All part of the solid foundation CEVA has built for long term growth. It’s share of the DSP IP market is north of 75%. It continues to announce impressive licensing wins, including wrestling a public statement out of Intel last fall that revealed the world’s #1 chip maker would be using CEVA’s latest technology for wireless applications (anyone in high tech PR can appreciate that accomplishment). Intel joins a bevy of other to players in 4G/LTE, multimedia processing and home entertainment apps who have chosen CEVA (including all of the top smart phone makers, even those that sell products beginning with a small i). The company has made great inroads into China, as well, and is well-positioned with top suppliers vying for lucrative China Mobile deals in the advanced wireless space.

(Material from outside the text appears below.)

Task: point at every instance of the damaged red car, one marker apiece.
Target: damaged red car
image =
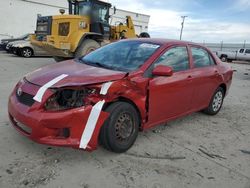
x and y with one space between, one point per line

CEVA is coming off a successful Mobile World Congress, its key event for the year, where all its latest offerings were on display, including, notably, its first real push into broadband infrastructure (after years of dominating at the device/handset level). Wired Island helped CEVA to be featured in an advance story in EE Times on what to see at MWC, and their CEO’s observations prove prescient.
The CEVA story is a fun one to tell and more people are starting to pay attention to it. But, alas, I have to kick myself for not picking up some of that CEVA stock last year when it was trading at around ten bucks a share!